At 16, Jeannie Spiegel already has set her sights on becoming a CEO.
The 11th grader at Bethesda-Chevy Chase High School may be well on her way, following her election as BBYO’s international vice president of programming, during its convention in Baltimore last month.
Spiegel described her position as “in charge of overseeing programming and helping execute the programs” for 19,500 BBYO members, 10,500 who belong to BBG and 9,000 who belong to AZA.
In her new position, Spiegel is the lead person for all programming at next year’s convention in Dallas. In addition, throughout the year, she is the go-to person for any region that needs help or advice in planning events.
“It’s definitely a big position and will be very time consuming,” she said.
Spiegel will continue weekly get-togethers with her special needs buddy through Friendship Circle, a Chabad-affiliated program that aims to make children and teenagers who have special needs feel included.
“Everyone needs a friend,” Spiegel said.
Spiegel joined BBYO in eighth grade, partly because a friend at Congregation Beth El of Montgomery County in Bethesda invited her and partly because her sister had participated.
“I went to an event, and I was just hooked as soon as I got there,” she said. “The girls were so welcoming.”
She has attended Hebrew school and gone to Jewish overnight camp at Camp Tel Yehudah, a teen leadership camp of Young Judaea, in upstate New York. But it wasn’t until she joined BBYO that she realized “being Jewish can be fun and meaningful,” she said.
Spiegel said she wants to elevate chapter programming to include a social action component. While she stressed that there’s nothing wrong with just getting together to watch a movie, Spiegel would like members to build upon the time they spend together, working on causes they are “really passionate about.”
Since then, Spiegel has risen through BBYO’s leadership ranks, holding a number of chapter board positions. She particularly has been involved in programming, most recently creating an event for more than 3,000 people.
“I think I have always been a natural-born leader,” she said.
To become BBYO’s 67th International S’ganit, the official name of the lead programming position, Spiegel had to come out on top of a field of four.

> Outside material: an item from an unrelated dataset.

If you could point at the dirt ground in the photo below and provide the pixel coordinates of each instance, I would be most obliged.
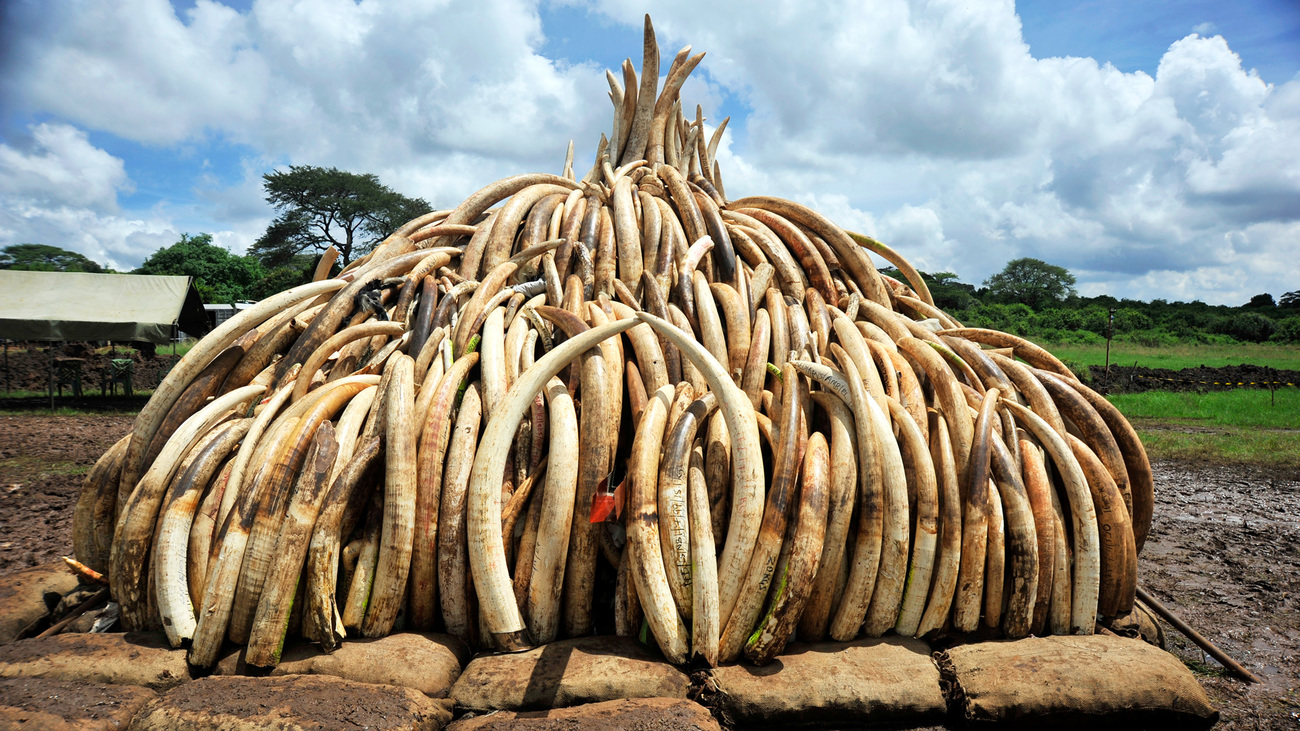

Although the names of the candidates were not revealed until the day before the election, Spiegel now knows her competitors hailed from Bulgaria, Texas and Baltimore.
To be permitted to compete for the position, Spiegel had to answer a 15-question self-awareness survey, be interviewed by the girl she sought to replace, meet with the international president and participate in a phone call between staff members and members of Spiegel’s family.
After that, she filled a page with information on her platform, goals and qualifications. It was then distributed to those attending the convention. She also prepared a two-minute video about herself, and finally, gave a five-minute speech at the convention.
Being with 2,400 young Jewish people from 48 states and 27 countries, for Spiegel, was “in a sense indescribable,” she said.
Her grandfather, who hid during the Holocaust in what was then Poland, joined AZA when he first came to America.
“This shows how we went from persecution” to a room packed with young people celebrating their Jewishness, she said.